When I was 17 I was in an abusive relationship for nearly 2 years. This was my first relationship. He was physically and emotionally abusive and isolated me from all my friends and family.
During this relationship he used to touch me sexually whilst I was sleeping. Due to having BPD I struggle to sleep and regularly take sleeping tablets and so sleep very deeply. I started having “dreams” that he was touching me and performing oral sex on me whilst masturbating. Initially I dismissed it as dreams but then one time woke up and caught him doing it.
When I woke up I was confused and didn’t say anything. I just pretended to still be asleep until he had finished. Later that day I challenged him about it but he denied it.
Anyway the relationship continued and this continued happening until I fell pregnant and I decided that I didn’t want my child to be born into an abusive relationship and left him.
3 years later I met my now husband. He is a good man and has never been abusive. I told him about my history from very early on and he was very supportive.
Then 6 months into the relationship I wake up and he was touching me sexually. Once again i just lay there and pretended to be asleep. Then I challenged him about it later and he admitted it and said he was sorry. I thought that was the end of it but it kept happening. By this time I had given up and just accepted it is something men do.

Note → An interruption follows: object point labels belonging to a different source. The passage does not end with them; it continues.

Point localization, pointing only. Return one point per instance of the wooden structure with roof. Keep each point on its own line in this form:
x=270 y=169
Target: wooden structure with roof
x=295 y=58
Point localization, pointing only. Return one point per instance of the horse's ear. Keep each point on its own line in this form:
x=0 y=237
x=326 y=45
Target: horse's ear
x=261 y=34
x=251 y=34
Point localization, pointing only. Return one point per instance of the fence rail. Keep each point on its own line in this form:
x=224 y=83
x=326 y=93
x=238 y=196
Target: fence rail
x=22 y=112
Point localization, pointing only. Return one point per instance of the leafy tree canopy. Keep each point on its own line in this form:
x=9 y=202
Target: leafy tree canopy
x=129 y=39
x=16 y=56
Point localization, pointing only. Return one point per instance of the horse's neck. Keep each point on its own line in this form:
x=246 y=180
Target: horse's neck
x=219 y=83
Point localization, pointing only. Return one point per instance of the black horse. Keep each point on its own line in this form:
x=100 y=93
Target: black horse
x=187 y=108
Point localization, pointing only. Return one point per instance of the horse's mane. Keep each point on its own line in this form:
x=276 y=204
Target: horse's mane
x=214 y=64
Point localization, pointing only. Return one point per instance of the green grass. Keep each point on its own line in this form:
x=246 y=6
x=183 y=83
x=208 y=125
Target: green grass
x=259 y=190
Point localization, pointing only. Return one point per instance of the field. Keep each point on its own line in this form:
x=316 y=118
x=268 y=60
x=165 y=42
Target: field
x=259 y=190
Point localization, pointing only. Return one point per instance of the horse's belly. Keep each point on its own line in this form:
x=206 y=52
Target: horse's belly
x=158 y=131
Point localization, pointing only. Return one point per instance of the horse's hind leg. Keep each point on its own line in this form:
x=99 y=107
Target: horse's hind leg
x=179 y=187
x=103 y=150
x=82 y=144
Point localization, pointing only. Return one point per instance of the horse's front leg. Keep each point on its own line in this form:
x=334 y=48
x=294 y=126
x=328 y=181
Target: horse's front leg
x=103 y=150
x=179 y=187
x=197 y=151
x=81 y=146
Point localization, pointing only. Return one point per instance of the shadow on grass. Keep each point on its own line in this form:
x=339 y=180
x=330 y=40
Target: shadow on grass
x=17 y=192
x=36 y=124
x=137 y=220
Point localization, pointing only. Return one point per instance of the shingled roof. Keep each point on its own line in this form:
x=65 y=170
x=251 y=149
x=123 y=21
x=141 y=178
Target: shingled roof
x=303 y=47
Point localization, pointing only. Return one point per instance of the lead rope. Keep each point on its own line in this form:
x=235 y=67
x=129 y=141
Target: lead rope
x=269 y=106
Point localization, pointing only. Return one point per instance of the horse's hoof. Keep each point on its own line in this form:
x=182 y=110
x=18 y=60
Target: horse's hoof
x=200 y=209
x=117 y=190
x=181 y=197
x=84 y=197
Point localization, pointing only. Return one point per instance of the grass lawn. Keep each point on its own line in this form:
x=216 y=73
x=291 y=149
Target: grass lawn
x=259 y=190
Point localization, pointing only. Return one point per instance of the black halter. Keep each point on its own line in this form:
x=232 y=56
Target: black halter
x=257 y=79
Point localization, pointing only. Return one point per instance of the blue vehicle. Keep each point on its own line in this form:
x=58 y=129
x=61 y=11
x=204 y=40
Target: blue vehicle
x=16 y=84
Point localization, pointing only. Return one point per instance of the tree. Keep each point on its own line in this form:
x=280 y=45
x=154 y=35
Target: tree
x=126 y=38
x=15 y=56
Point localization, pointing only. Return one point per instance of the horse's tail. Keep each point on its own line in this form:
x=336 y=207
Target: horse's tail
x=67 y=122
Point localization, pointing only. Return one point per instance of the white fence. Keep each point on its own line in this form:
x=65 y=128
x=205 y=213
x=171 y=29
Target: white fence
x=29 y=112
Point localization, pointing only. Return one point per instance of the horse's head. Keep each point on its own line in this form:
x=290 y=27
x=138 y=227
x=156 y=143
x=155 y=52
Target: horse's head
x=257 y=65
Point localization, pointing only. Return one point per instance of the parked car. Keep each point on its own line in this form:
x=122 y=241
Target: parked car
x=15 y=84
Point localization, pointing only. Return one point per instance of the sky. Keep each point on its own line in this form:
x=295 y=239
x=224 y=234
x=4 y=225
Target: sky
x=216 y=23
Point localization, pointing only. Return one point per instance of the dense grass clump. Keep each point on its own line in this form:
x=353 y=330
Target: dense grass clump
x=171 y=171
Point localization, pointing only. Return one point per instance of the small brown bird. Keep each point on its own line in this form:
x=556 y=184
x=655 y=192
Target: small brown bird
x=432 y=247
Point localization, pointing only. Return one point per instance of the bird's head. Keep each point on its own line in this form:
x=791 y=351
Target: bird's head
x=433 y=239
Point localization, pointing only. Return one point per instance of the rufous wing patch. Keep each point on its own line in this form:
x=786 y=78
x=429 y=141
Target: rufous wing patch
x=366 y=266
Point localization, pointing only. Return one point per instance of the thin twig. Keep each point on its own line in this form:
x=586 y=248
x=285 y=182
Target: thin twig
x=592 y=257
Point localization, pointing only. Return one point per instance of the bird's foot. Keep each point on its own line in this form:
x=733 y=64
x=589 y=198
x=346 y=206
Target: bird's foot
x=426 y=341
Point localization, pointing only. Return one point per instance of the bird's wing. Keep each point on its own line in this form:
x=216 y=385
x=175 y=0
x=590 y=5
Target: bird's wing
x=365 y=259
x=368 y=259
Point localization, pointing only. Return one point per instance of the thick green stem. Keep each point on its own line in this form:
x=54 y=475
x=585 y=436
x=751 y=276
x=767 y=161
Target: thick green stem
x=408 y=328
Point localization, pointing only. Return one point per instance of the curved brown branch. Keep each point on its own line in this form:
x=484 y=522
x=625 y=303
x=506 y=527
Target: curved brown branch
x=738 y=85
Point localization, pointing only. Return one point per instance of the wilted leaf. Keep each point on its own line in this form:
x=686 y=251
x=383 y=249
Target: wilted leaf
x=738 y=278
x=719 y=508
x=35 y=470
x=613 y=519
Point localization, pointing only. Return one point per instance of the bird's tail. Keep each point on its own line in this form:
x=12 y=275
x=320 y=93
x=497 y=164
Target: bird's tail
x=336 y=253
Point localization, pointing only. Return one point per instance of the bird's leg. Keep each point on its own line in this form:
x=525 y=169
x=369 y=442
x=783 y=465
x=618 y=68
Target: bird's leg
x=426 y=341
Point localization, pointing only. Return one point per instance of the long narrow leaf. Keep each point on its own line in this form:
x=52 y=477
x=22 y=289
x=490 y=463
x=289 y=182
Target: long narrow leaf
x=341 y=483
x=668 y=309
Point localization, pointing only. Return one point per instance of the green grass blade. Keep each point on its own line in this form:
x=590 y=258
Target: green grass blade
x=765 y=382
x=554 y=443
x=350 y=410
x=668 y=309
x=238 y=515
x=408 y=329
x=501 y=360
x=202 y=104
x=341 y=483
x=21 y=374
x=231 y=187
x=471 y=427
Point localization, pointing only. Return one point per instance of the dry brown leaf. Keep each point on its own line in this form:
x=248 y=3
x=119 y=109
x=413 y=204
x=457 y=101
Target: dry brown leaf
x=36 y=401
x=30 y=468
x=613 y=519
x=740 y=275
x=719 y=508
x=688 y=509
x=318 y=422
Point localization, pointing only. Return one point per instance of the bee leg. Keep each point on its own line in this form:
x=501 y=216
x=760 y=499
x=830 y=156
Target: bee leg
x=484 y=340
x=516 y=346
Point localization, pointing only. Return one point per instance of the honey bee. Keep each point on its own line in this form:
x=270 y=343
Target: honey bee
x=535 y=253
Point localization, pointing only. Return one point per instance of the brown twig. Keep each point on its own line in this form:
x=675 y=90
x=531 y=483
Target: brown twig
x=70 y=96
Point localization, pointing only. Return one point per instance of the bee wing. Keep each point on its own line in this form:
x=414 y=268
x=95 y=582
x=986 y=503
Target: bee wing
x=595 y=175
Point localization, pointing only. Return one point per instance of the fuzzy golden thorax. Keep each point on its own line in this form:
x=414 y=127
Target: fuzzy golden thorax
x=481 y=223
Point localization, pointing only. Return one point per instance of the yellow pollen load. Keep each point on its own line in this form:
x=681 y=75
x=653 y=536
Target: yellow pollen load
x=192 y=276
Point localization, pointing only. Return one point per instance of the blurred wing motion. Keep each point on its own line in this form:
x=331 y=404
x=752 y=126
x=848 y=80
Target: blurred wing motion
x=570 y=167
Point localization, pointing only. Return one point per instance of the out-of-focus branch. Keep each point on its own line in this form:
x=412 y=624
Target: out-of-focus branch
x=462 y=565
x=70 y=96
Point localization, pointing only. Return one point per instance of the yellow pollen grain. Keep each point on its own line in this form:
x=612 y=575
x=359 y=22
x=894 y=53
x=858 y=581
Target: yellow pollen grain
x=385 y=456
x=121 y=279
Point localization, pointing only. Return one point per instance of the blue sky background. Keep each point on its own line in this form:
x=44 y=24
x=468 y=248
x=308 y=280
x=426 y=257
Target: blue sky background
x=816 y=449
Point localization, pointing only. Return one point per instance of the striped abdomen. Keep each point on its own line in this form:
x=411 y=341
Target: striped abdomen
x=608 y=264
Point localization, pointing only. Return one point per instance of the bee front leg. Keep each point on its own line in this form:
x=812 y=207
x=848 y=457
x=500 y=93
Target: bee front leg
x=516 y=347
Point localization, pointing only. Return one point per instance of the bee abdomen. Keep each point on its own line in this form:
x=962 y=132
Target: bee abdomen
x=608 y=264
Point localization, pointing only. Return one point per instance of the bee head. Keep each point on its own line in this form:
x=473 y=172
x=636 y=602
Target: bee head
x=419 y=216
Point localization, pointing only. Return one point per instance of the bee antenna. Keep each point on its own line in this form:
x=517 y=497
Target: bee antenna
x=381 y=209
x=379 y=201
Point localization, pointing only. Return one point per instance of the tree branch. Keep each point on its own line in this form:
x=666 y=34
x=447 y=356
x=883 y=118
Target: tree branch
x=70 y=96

My relationship with my husband has recently ended, for other reasons, and I am left confused. I always hated how this sexual touching made me feel kind of used but am I over reacting? Is it normal sexual contact between two adults who are in an intimate relationship?
I am now single and don’t plan on having another relationship for a long time, if at all but there are things that I am so confused about and need to put to bed. Any insight anyone can give would be great.